‘I think oysters are at their best when they’re nice and small, about 65-70gms,’ says André Hughes, and he should know. André is the grandly-titled Despatch and Depuration Supervisor in Aquaculture at Loch Fyne Oysters, on the shores of Loch Fyne, a sea loch in Argyll and Bute in western Scotland.
André not only oversees the purification of about 20-30,000 oysters a week, he is also half of the despatch team. From a small table in the corner of the oystery, which is occasionally open to visitors (see below), André and just one colleague clean, check, pack and despatch the bulk of those oysters to over 40 Loch Fyne restaurants and other outlets all over the world.
‘Yes,’ says André, ‘all the packing here is done by me and one other guy. Before packing them we always tap two oysters together. They should sound like stones, and be heavy, as they’re full of water. If they can’t hold the water in then they’re not healthy. My dream is to have a machine that does this for me as that’s a lot of oysters to tap every week!’

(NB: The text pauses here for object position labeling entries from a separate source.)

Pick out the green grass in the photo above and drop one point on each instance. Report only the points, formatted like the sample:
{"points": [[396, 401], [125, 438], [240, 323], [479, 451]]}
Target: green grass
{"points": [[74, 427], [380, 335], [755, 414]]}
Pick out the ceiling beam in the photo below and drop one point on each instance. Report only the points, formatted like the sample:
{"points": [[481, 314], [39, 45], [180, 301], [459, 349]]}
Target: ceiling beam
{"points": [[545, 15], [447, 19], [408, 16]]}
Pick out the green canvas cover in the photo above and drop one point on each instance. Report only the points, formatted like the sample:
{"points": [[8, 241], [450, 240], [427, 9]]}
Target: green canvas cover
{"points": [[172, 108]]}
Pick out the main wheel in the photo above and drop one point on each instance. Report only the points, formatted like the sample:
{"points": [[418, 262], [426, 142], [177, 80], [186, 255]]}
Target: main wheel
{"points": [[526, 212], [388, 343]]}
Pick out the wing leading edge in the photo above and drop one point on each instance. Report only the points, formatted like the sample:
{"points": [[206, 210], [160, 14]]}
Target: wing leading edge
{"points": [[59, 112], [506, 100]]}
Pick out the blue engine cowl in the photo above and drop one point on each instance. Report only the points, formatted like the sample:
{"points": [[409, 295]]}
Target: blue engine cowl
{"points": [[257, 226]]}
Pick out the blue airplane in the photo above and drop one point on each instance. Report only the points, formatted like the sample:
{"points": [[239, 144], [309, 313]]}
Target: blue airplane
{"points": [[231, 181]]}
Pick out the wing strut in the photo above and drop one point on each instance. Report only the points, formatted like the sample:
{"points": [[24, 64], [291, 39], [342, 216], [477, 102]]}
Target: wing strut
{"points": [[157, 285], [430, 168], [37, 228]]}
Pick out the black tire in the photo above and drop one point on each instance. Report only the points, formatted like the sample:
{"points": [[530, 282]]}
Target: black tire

Loch Fyne oysters have a shelf life of 9 days, excluding the time spent refrigerated, and modern transport means they can be on the other side of the world in 1-2 days. André ships oysters to places including Hong Kong, Singapore and South Africa, though of course many just make the shorter 2-mile journey from the oystery on the southern shore to the original Loch Fyne Restaurant and Oyster Bar at the north-eastern tip of the loch.
But what makes Loch Fyne oysters so desirable? In part it’s the pure nature of Loch Fyne itself, which for 95% of the time is of Class A purity, the purity being measured by the local Health Authority once a week. Even so, the oystery puts the oysters through the purification process anyway, which takes about 42 hours. At any one time there are something like 40,000 oysters contained in 40 tanks.
Although Loch Fyne oysters are now known all over the world, the company was only started in 1978 and the oysters aren’t native to the loch, though clearly they thrive here.
‘The oysters here are Pacific oysters,’ André explains. ‘They always will be, wherever you buy. Our waters don’t achieve high-enough temperatures for the Pacific oysters to breed, so we buy them from a hatchery when they’re about the size of your fingernail. Our native oysters take twice as long to grow so they’re not as commercially viable. They’re very nice oysters, they’re a bit meatier than the Pacific, which have a more delicate taste. But you’ll pay twice as much for a native oyster as they take twice as long to grow.’
Loch Fyne Restaurant
After so much talk about oysters, and advice from someone who is clearly passionate about his job, there’s only one thing to do – head for the restaurant and sample a dozen of them. They’re served with lemon, green tabasco, red tabasco, and a red wine and shallot salsa. We try each option in turn and although the salsa is a hit, we decide the oysters are so good they slip down best when au naturel. Oh, and with a glass of crisp Spanish Verdejo too. Who needs pearls when you’ve got oysters?